DBMS performance is calculated using the methodology described in Correlation Analysis for Resolving DBMS Performance Incidents
Observation results 1st hour
DBMS performance statistics
Probability distribution
Correlation between wait events and DBMS performance
For simplicity, only events with a correlation coefficient > 0.5 and a percentage of observations > 50% are shown.
Observation results 2nd hour
DBMS performance statistics
Probability distribution
Correlation between wait events and DBMS performance
For simplicity, only events with a correlation coefficient > 0.5 and a percentage of observations > 50% are shown.
Comparison with the result of the previous hour
Productivity – decreased
Statistical indicators – have changed slightly
The waiting events with the largest correlation coefficient modulus have remained virtually unchanged
Observation results 3rd hour
DBMS performance statistics
Probability distribution
Correlation between wait events and DBMS performance
For simplicity, only events with a correlation coefficient > 0.5 and a percentage of observations > 50% are shown.
Comparison with the result of the previous hour
DBMS performance – decreased
The dispersion of DBMS performance indicators has increased
The event with the largest correlation coefficient in modulus is IO/DataFileImmediateSync which was absent in previous observations.
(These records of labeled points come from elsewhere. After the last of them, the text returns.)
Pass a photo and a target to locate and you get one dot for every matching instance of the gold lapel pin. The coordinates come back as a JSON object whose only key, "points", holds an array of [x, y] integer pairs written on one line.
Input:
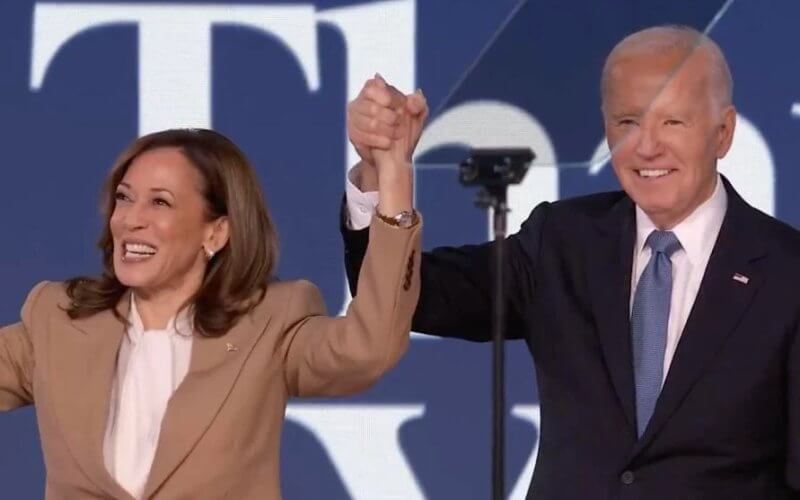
{"points": [[741, 278]]}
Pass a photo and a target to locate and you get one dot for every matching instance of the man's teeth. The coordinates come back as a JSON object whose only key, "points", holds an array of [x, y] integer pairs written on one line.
{"points": [[653, 172]]}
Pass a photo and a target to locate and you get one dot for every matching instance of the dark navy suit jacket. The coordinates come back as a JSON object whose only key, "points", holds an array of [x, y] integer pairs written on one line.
{"points": [[727, 422]]}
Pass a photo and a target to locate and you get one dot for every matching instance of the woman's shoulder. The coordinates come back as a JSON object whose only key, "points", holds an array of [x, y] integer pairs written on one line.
{"points": [[47, 294], [292, 297]]}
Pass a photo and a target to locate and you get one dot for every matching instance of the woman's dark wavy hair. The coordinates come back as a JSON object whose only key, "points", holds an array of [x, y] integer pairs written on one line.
{"points": [[236, 278]]}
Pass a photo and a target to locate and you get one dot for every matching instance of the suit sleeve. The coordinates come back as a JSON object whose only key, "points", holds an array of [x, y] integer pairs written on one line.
{"points": [[793, 402], [455, 296], [326, 356], [16, 357]]}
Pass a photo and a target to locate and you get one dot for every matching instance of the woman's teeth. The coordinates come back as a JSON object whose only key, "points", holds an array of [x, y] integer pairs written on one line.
{"points": [[137, 251]]}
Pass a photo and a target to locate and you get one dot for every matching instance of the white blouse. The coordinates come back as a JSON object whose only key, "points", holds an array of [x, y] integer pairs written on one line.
{"points": [[151, 364]]}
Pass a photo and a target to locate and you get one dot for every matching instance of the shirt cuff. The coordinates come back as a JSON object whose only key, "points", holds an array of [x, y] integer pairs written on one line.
{"points": [[360, 205]]}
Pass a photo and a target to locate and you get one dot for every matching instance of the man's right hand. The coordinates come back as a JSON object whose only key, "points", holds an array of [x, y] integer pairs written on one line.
{"points": [[381, 118]]}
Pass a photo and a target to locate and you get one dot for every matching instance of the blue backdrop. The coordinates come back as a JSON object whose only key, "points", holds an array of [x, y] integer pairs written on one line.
{"points": [[79, 81]]}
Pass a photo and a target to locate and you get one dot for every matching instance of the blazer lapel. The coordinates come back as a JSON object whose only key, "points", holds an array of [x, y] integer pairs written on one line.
{"points": [[213, 369], [82, 364], [719, 307], [609, 268]]}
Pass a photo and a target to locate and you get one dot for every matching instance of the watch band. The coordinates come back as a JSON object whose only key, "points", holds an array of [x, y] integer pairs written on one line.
{"points": [[404, 219]]}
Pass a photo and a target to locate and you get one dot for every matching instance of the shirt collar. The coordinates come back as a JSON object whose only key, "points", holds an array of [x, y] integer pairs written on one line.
{"points": [[178, 325], [697, 232]]}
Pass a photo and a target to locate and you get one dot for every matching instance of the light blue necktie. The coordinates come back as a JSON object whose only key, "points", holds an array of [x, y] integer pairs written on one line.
{"points": [[649, 320]]}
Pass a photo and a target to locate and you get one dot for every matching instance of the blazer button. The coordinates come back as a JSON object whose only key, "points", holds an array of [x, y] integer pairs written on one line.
{"points": [[627, 477]]}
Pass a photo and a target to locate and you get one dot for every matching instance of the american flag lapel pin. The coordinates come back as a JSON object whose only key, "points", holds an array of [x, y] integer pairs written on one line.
{"points": [[741, 278]]}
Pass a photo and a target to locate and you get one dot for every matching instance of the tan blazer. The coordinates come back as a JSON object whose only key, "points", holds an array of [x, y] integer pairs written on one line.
{"points": [[221, 433]]}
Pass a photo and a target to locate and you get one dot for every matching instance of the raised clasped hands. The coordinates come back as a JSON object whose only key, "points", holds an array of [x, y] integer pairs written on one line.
{"points": [[384, 125]]}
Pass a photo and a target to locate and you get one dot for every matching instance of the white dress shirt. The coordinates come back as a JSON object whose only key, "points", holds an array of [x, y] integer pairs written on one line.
{"points": [[697, 234], [151, 364]]}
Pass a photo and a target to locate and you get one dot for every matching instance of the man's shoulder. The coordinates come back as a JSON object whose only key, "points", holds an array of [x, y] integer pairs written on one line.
{"points": [[590, 204], [777, 235]]}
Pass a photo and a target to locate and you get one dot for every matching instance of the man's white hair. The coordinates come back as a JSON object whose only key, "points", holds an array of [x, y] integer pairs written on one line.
{"points": [[669, 38]]}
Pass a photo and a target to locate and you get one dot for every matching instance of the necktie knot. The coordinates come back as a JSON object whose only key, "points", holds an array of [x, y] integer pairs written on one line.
{"points": [[663, 242]]}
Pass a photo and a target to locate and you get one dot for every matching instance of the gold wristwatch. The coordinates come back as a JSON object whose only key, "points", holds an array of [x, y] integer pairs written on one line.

Waiting for immediate synchronization of the relation data file with reliable storage.
Apparently, this event, which has a significant impact on the performance of the DBMS, was caused by a change in the state of the infrastructure.
Observation results 4th hour
DBMS performance statistics
Probability distribution
Correlation between wait events and DBMS performance
For simplicity, only events with a correlation coefficient > 0.5 and a percentage of observations > 50% are shown.
Comparison with the result of the previous hour
DBMS performance – increased
Dispersion of DBMS performance indicators has decreased
IO/DataFileImmediateSync – has no significant correlation with performance
IPC/BufferIO Waiting – Correlated with DBMS Performance
Waiting for buffered I/O to complete.
Preliminary results
During the observations, a significant spread of performance indicators was established under the same load on the DBMS.
The dispersion of DBMS performance varies over a fairly wide range.
Waiting events correlated with DBMS performance are generally not constant.
Using the results of load testing to analyze the impact of changes in the DBMS configuration parameters and conducting load testing when conducting a single test cannot be reliable due to the unpredictable impact of the infrastructure on the performance of the DBMS.
To conduct load testing and analyze the impact of changes in DBMS configuration parameters on DBMS performance in a cloud infrastructure environment, a series of tests and statistical analysis of the results are required.
The results of load testing are probabilistic in nature.